Il mondo oggi affronta un numero record di conflitti: dalla guerra in Ucraina alle crisi in Medio Oriente, Sahel, Corno d’Africa e alcune regioni dell’America Latina. Le conseguenze per i civili sono devastanti: migliaia di morti e feriti, milioni di sfollati e vittime indirette causate da collasso delle infrastrutture, crisi sanitarie e carestie. La guerra non è solo un fenomeno militare, ma una crisi umanitaria che distrugge case, ospedali e servizi essenziali, costringendo intere comunità alla fuga.
Il diritto internazionale è messo a dura prova. Le tradizionali categorie di “combattente”, “civile” e “campo di battaglia” risultano sempre meno efficaci in scenari urbani, con attori ibridi e l’uso di droni, cyber-attacchi e strategie asimmetriche. La sfida è duplice: garantire protezione effettiva alle vittime e aggiornare gli strumenti normativi per riflettere la nuova natura dei conflitti. Nel 2024, oltre 233.000 morti e 100 milioni di sfollati hanno evidenziato quanto la militarizzazione e le tecnologie avanzate rendano gli scontri più letali e difficili da gestire, con frequenti violazioni del diritto internazionale umanitario come bombardamenti indiscriminati, attacchi a infrastrutture civili e ostacoli agli aiuti umanitari.
Il concetto di genocidio emerge sempre più nel dibattito pubblico, rappresentando non solo una categoria giuridica ma anche il peso morale dei crimini estremi contro gruppi umani, richiedendo strumenti internazionali per prevenirli.

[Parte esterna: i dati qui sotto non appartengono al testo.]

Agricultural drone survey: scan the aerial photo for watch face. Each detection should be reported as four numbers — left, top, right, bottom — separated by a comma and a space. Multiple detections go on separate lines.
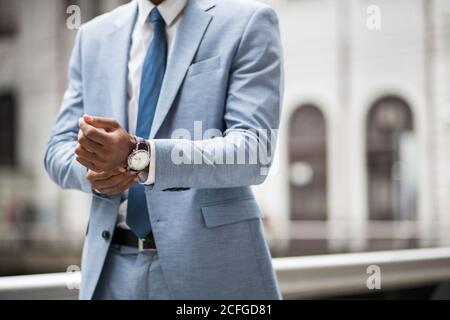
128, 150, 150, 171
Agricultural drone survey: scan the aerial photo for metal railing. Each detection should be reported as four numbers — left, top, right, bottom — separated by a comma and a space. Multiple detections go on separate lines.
0, 248, 450, 299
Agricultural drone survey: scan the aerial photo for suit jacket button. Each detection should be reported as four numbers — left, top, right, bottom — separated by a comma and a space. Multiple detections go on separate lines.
102, 230, 110, 240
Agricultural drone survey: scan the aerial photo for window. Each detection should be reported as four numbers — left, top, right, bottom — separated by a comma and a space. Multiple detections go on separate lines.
289, 105, 327, 220
0, 93, 17, 166
366, 97, 417, 221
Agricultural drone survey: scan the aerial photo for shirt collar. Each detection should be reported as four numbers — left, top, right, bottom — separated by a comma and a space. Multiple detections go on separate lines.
138, 0, 187, 26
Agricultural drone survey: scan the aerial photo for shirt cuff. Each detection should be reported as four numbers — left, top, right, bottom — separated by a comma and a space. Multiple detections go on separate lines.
138, 140, 155, 185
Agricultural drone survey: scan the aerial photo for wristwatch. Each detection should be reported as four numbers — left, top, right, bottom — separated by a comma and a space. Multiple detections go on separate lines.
128, 137, 150, 171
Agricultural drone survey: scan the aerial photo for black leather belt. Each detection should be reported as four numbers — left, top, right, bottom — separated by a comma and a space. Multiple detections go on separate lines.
111, 228, 156, 251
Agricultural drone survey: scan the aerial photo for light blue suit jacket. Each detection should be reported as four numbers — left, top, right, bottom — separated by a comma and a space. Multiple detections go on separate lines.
45, 0, 282, 299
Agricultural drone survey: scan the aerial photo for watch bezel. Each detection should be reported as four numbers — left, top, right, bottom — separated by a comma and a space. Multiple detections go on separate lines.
128, 149, 150, 171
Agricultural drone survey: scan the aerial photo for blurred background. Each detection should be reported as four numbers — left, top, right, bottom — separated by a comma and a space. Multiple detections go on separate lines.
0, 0, 450, 296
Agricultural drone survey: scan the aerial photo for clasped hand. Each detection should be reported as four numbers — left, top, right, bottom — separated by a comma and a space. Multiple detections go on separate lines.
75, 115, 138, 195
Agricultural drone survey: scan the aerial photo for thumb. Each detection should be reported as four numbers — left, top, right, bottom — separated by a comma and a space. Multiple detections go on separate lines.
83, 115, 119, 131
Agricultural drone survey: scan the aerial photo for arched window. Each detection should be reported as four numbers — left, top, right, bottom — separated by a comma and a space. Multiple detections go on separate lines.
289, 105, 327, 220
0, 92, 17, 166
366, 96, 417, 220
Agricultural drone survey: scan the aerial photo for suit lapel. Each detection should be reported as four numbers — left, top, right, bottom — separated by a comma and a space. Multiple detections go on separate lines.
150, 0, 212, 139
105, 1, 137, 128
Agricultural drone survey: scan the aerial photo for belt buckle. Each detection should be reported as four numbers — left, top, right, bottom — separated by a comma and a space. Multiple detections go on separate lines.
138, 238, 156, 252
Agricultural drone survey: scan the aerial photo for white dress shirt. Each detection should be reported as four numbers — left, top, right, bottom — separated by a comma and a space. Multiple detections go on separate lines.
118, 0, 187, 229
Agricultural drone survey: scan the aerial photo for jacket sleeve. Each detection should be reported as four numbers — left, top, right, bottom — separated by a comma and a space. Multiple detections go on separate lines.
152, 7, 283, 190
44, 29, 92, 193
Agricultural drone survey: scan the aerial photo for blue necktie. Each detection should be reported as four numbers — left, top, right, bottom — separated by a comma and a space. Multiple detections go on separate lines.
126, 8, 167, 238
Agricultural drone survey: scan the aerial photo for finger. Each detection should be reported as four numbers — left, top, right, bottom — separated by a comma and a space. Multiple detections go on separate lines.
75, 144, 100, 164
80, 119, 108, 145
86, 168, 126, 182
83, 115, 120, 131
76, 156, 102, 171
78, 130, 103, 154
96, 177, 138, 195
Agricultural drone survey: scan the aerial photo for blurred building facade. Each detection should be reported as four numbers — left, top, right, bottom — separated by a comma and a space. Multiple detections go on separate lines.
0, 0, 450, 274
256, 0, 450, 254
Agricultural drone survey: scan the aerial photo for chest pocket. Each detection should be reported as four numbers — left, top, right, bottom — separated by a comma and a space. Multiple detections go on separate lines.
186, 56, 220, 77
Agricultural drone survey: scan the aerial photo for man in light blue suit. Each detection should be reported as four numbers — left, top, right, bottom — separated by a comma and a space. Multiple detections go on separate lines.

Già nel 1998, l’Università di Belfast sottolineava la necessità di una criminologia della guerra, capace di analizzare sistematicamente le violenze di massa, i crimini di Stato, gli abusi di genere e l’uso punitivo del controllo sociale in contesti bellici, evidenziando la triade “guerra/crimine/punizione” e la sospensione dei diritti civili, politici e umani.
Il XX secolo, definito da Hobsbawm “età degli estremi”, alternava conquiste scientifiche e sociali a conflitti senza precedenti. Oggi, sebbene i motivi delle guerre siano mutati verso obiettivi economici ed egemonici, le trasformazioni più profonde riguardano il modo in cui la guerra viene combattuta e giustificata. La criminologia della guerra osserva il comportamento criminale sistematico legato a intenti genocidiari, come distruzione di infrastrutture civili, assedi, blocco degli aiuti e deumanizzazione, aiutando a riconoscere schemi ricorrenti di violenza organizzata.
Questa prospettiva consente di interpretare scenari complessi, come gli eventi a Gaza, individuando indicatori di rischio e violazioni del diritto internazionale. La criminologia della guerra si basa su dati concreti — immagini satellitari, prove digitali, testimonianze di medici, operatori umanitari e civili — e contribuisce a ricostruire i modelli operativi, a identificare persecuzioni sistematiche e a fornire elementi agli organismi internazionali per accertare responsabilità, rafforzando la prevenzione di nuove atrocità.
La Corte Internazionale di Giustizia dell’Aja, ad esempio, ha esaminato nel 2024 il ricorso del Sudafrica contro Israele per presunta violazione della Convenzione del 1948 sulla prevenzione del genocidio. Questa Convenzione obbliga gli Stati a prevenire e punire il genocidio, e la CIG valuta la responsabilità statale, potendo adottare misure urgenti. In teoria, tribunali e corti dovrebbero integrare i risultati della criminologia della guerra nell’applicazione del diritto internazionale. In pratica, tuttavia, la giustizia internazionale è stata spesso selettiva, colpendo attori deboli mentre Stati più potenti sfuggono al giudizio, compromettendo la credibilità del sistema e la protezione delle vittime.
Rimuovere questa disparità è essenziale per garantire un’applicazione imparziale delle norme, restituendo al diritto internazionale la sua funzione primaria: proteggere chi non ha difese, riconoscere le violenze intenzionali contro civili e prevenire genocidi e crimini di guerra. L’elevato numero di vittime civili, in particolare bambini, testimonia la necessità di un sistema giuridico equo e di strumenti concreti per contrastare dinamiche distruttive e salvaguardare i diritti umani in conflitti sempre più complessi.